The diffuse form of periventricular leucomalacia is known to be a leading aetiological factor of cerebral palsy, especially in infants with very low birth weight or those born prematurely (Bax et al., 2006; Platt et al., 2007). The underlying pathophysiological mechanisms of diffuse periventricular leucomalacia include hypoxic-ischaemic insult with excessive glutamatergic excitotoxicity and free radical injury to the immature oligodendrocytes or oligodendrocyte precursor cells. Maternal-fetal infections (Rezaie and Dean, 2002; Back et al., 2007) or chorioamnionitis are independent risk factors for cerebral palsy as well as leading causes of periventricular leucomalacia (Wu et al., 2003).

The severity of white matter injury as seen on conventional MRI is considered to be closely correlated with motor dysfunction in patients with periventricular leucomalacia. However, this relationship is still debatable since patients with periventricular leucomalacia do not always have neurological abnormalities, and structural abnormalities may not be seen on conventional MRI in patients with spastic diplegic cerebral palsy (Olsen et al., 1997). In addition, it is still controversial whether corticospinal tract injury is related to motor dysfunction in patients with periventricular leucomalacia and spastic diplegic cerebral palsy. Previous reports demonstrated a significant correlation of corticospinal tract injury with neurological impairments (Kidokoro et al., 2008; Murakami et al., 2008), whereas Hoon et al. (2009) reported that motor dysfunction is more related to thalamocortical injury with abnormal sensorimotor connections rather than corticospinal tract injury itself. Therefore, pathophysiological mechanisms involved in motor impairment in patients with periventricular leucomalacia need to be further elucidated. However, these controversial results might have been resulted from limitations of the analytic method used; conventional MRI technique is not sensitive to detect subtle white matter injury and it is also difficult to identify individual white matter tract injury precisely, in particular, corticospinal tract injury. Although diffusion tensor imaging with tractography enables correct localization of individual tract injury, most of the previous results were derived from region of interest based analysis method, which is less sensitive than voxelwise analysis.

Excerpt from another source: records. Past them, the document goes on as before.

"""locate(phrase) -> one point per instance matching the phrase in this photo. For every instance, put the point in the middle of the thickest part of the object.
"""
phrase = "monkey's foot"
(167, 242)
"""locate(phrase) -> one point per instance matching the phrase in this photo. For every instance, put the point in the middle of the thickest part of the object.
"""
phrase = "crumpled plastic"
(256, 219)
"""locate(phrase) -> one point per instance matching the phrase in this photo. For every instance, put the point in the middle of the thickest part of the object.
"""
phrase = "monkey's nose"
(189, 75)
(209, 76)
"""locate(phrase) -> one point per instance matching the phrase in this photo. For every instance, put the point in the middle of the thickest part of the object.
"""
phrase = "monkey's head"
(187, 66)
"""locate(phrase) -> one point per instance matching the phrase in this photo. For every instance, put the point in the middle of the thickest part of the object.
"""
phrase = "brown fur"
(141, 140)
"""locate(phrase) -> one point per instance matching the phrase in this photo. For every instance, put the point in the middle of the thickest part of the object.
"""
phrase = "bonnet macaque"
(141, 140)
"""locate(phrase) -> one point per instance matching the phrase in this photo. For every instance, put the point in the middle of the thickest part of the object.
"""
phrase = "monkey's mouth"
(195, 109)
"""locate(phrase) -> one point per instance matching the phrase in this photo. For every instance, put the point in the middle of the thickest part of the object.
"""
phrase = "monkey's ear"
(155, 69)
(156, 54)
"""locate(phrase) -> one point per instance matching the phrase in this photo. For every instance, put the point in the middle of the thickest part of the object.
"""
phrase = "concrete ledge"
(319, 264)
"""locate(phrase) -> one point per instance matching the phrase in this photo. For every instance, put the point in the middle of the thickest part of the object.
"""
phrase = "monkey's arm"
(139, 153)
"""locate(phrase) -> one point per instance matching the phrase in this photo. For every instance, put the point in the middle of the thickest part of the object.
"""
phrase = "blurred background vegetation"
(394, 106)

Recently, tract-based spatial statistics is being widely used for voxelwise group comparison of white matter diffusion properties for correlation analysis between white matter micro-structural abnormalities on diffusion tensor imaging and various functional abilities (Counsell et al., 2008). We compared group difference of fractional anisotropy values between patients with spastic diplegic cerebral palsy and controls using tract-based spatial statistics, and further analysed correlation between motor function scales and fractional anisotropy values at every voxel along the whole white matter tract trajectories. In the current study, fractional anisotropy values within most of the white matter tracts were significantly lower in patients with periventricular leucomalacia than those of age-matched normal controls (P < 0.05, family-wise error corrected). Although the severity of white matter injury within most of the posterior white matter tracts and corpus callosum showed a significant negative correlation with motor function (P < 0.05, family-wise error corrected), bilateral corticospinal tract injury and corpus callosal injury (posterior body) were more significantly correlated with motor dysfunction (P < 0.03, family-wise error corrected) (Fig. 2). These diffusion tensor imaging results clearly demonstrate that focal injury within the corticospinal tract is closely related to motor dysfunction in patients with periventricular leucomalacia. Negative correlation between GMFCS level and the severity of white matter injury within the posterior body and isthmus of the corpus callosum is also congruent with previous diffusion tensor imaging data showing close correlation with neurodevelopmental abilities (Counsell et al., 2008). In fact, these callosal regions are pathways for interconnecting the bilateral motor cortex (Park et al., 2008).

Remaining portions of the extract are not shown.